On the morning of 1 January 2000, Krzysztof Zieliński headed out with a camera to the market square in his hometown of Wąbrzeźno. There, in the grey winter light of the New Year, he created the first pictures of what, after three more years of work, would form one of the most intriguing photographic and artistic projects carried out in Poland since 1989.
There is little art giving such a deep and timeless expression to social reality. Wąbrzeźno, an ordinary little town starting with W, down near the end of the alphabet, in a language where “w” could stand for wszędzie—anywhere, portrayed by the photographer after a decade of systemic changes up to the eve of Poland’s joining the European Union, became a visual synonym for the creeping transformation.
Working on colour negatives and alluding to the minimalist poetics of topographic photography, Zieliński created an image of the post-socialist countryside that is the first of its kind, moving and empathetic, constructed from mist and a thousand and one shades of grey. The region’s systemic transformation, viewed from this perspective, appears as little more than a fresh coat of paint on the walls of the old stone houses and few new commercial signs clashing with the surroundings. The image of economic relations is shops with used clothing and a plastic shopping bag from the German discount grocery chain Aldi hauled by a woman in a pink beret. The space yawning between the houses and blocks of flats leads nowhere.
Twenty years after taking the first photos and 16 years after presenting Hometown at Warsaw’s Zachęta National Gallery of Art, we are again exhibiting an extensive selection from Krzysztof Zieliński’s series, with a sense of the recurring and disturbing political currency of these images. What 15 years ago seemed a phantom of the past, a relic of hard times, today appears to be a fixed element of our identity and a grey trace of unprocessed history.

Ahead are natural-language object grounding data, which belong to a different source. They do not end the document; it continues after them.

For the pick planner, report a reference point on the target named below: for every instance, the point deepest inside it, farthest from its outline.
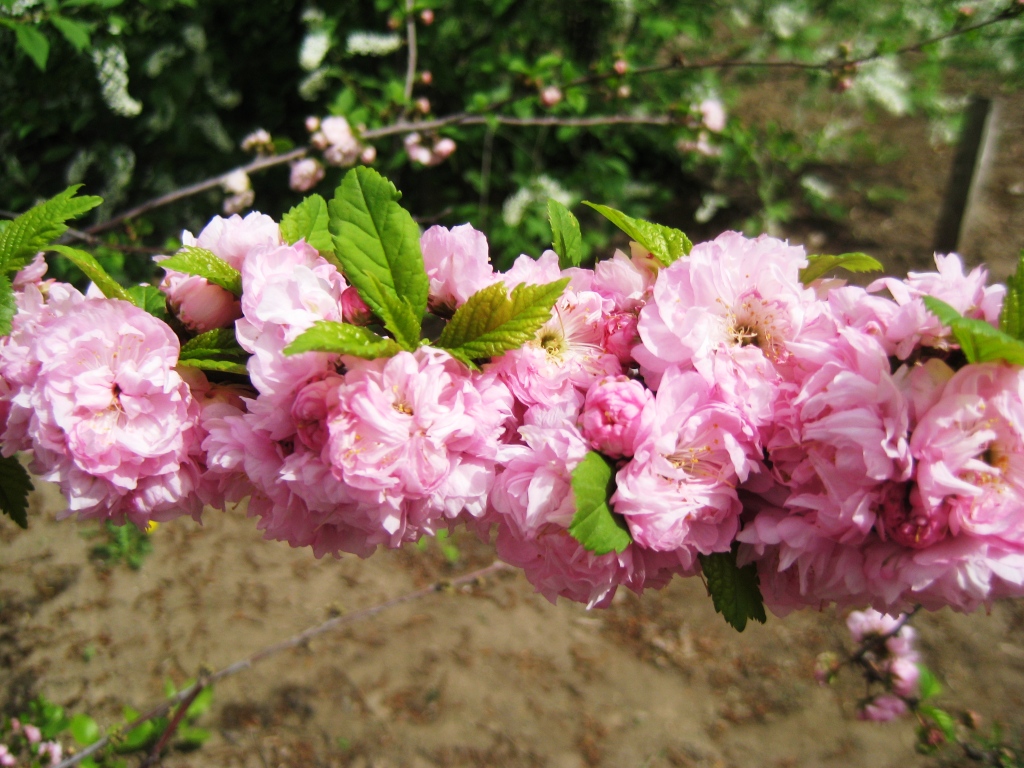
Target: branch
(186, 192)
(411, 38)
(188, 694)
(486, 115)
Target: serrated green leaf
(735, 591)
(1012, 316)
(226, 367)
(8, 307)
(978, 340)
(491, 323)
(819, 264)
(596, 527)
(665, 244)
(567, 240)
(32, 41)
(309, 220)
(928, 684)
(942, 719)
(14, 488)
(148, 298)
(378, 245)
(22, 239)
(213, 344)
(84, 729)
(76, 33)
(92, 269)
(342, 338)
(207, 264)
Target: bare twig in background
(188, 693)
(487, 116)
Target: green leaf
(207, 264)
(8, 307)
(978, 340)
(567, 240)
(14, 487)
(928, 684)
(226, 367)
(341, 338)
(76, 33)
(148, 298)
(942, 719)
(378, 245)
(32, 41)
(92, 269)
(84, 729)
(217, 343)
(819, 264)
(735, 591)
(491, 323)
(596, 527)
(309, 220)
(1012, 316)
(665, 244)
(33, 230)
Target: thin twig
(186, 192)
(292, 642)
(486, 116)
(169, 731)
(411, 41)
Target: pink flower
(305, 174)
(103, 411)
(612, 413)
(679, 492)
(883, 709)
(457, 263)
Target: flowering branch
(487, 115)
(183, 697)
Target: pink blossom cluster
(887, 649)
(830, 434)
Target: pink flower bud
(306, 173)
(883, 709)
(551, 95)
(611, 415)
(353, 308)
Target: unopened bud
(551, 95)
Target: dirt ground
(493, 675)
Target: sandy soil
(493, 675)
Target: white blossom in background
(885, 83)
(372, 44)
(539, 189)
(240, 190)
(312, 84)
(314, 46)
(112, 72)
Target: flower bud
(611, 415)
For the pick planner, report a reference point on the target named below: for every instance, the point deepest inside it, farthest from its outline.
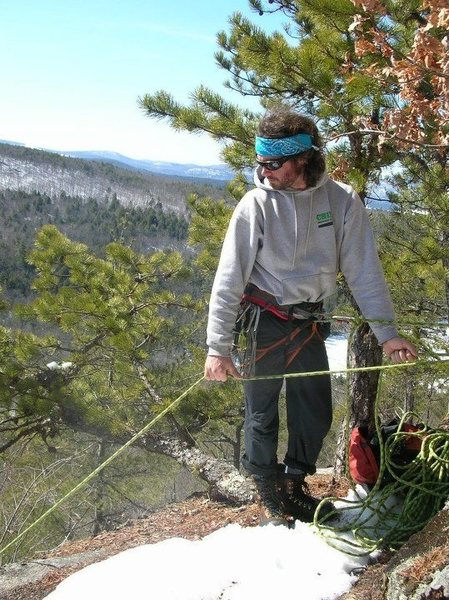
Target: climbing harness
(244, 351)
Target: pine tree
(313, 66)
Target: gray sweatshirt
(292, 244)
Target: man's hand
(218, 368)
(399, 350)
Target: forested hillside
(31, 170)
(90, 202)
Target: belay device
(244, 346)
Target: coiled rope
(433, 450)
(391, 512)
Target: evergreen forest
(104, 301)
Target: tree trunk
(363, 351)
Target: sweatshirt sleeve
(360, 264)
(237, 258)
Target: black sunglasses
(274, 165)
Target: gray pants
(294, 346)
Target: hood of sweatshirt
(264, 184)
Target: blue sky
(72, 70)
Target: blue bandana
(287, 146)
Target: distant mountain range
(219, 172)
(377, 200)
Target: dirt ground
(192, 519)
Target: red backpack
(364, 451)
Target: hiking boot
(269, 500)
(298, 502)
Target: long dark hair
(282, 121)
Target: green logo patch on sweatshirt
(324, 219)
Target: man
(285, 244)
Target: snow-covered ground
(233, 563)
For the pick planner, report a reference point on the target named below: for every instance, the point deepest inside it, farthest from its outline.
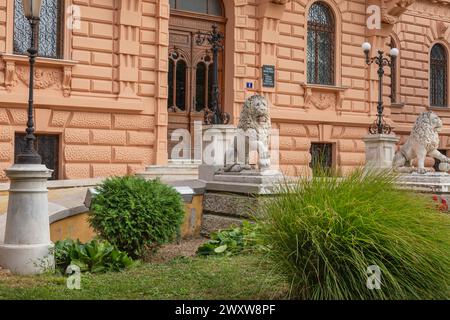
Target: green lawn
(239, 277)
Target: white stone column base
(380, 150)
(27, 244)
(27, 259)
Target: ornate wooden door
(190, 71)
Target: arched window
(438, 76)
(177, 81)
(50, 29)
(211, 7)
(321, 46)
(394, 68)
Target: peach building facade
(110, 97)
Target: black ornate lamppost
(32, 10)
(215, 39)
(380, 126)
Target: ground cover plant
(234, 240)
(136, 215)
(210, 278)
(323, 233)
(94, 256)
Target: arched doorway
(190, 65)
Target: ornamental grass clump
(136, 215)
(323, 233)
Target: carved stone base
(246, 182)
(431, 182)
(380, 150)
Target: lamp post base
(27, 245)
(29, 158)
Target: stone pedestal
(246, 182)
(175, 170)
(217, 141)
(434, 183)
(380, 150)
(431, 182)
(27, 246)
(231, 197)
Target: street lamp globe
(366, 46)
(32, 8)
(394, 52)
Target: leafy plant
(94, 256)
(134, 214)
(322, 234)
(231, 241)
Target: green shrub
(323, 233)
(94, 256)
(134, 214)
(231, 241)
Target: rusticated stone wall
(107, 99)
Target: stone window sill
(323, 96)
(436, 108)
(397, 105)
(12, 60)
(39, 60)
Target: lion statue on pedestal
(254, 126)
(422, 142)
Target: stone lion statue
(254, 126)
(422, 142)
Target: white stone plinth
(246, 182)
(380, 150)
(218, 141)
(431, 182)
(27, 246)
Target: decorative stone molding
(323, 97)
(10, 75)
(128, 23)
(67, 81)
(441, 28)
(49, 73)
(270, 13)
(43, 78)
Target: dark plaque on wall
(268, 76)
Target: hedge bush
(136, 215)
(323, 233)
(94, 256)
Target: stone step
(212, 223)
(242, 188)
(171, 169)
(243, 178)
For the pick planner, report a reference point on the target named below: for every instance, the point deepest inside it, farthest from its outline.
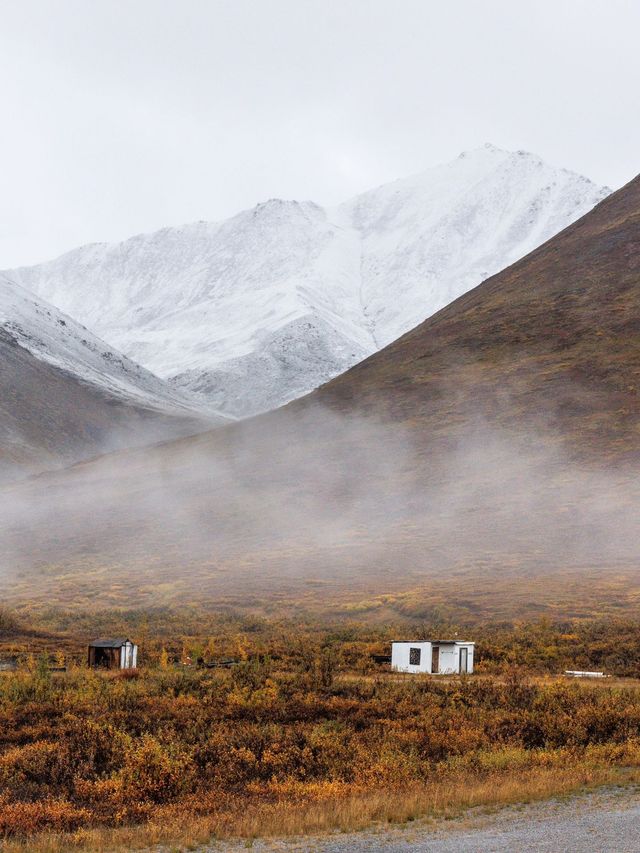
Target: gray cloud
(126, 116)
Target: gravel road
(607, 821)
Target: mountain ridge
(288, 294)
(497, 440)
(65, 395)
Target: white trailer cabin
(438, 657)
(113, 654)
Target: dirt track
(603, 822)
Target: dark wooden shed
(113, 654)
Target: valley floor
(604, 821)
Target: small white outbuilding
(439, 657)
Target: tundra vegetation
(304, 733)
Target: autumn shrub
(290, 723)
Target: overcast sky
(121, 116)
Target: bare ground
(606, 821)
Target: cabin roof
(108, 644)
(438, 642)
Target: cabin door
(464, 660)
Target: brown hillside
(498, 439)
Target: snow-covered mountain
(259, 309)
(65, 395)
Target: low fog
(309, 495)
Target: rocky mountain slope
(260, 309)
(65, 395)
(498, 439)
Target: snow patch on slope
(56, 339)
(259, 309)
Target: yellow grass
(348, 813)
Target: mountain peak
(285, 295)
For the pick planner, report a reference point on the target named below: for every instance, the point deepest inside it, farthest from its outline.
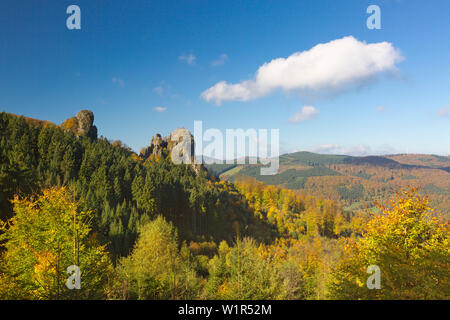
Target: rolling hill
(355, 181)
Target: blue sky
(130, 58)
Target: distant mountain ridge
(356, 181)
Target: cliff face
(82, 125)
(173, 146)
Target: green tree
(411, 248)
(48, 234)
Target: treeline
(49, 233)
(122, 189)
(140, 227)
(297, 216)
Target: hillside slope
(356, 181)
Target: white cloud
(326, 68)
(380, 109)
(119, 81)
(220, 60)
(160, 109)
(189, 59)
(444, 112)
(306, 113)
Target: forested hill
(122, 188)
(141, 227)
(357, 182)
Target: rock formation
(82, 125)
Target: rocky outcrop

Krzysztof Zieliński (born 1974) studied photography at FAMU in Prague (obtaining a diploma with distinction in 2001). Since then he has completed ten photographic series and taken part in numerous exhibitions at home and abroad, including the Bienal de São Paulo and the Prague Biennale. Zieliński has had individual shows at such venues at Zachęta in Warsaw (2004) and the Centre of Contemporary Art in Toruń (2009). 2009–2010 he was a visiting professor at FAMU.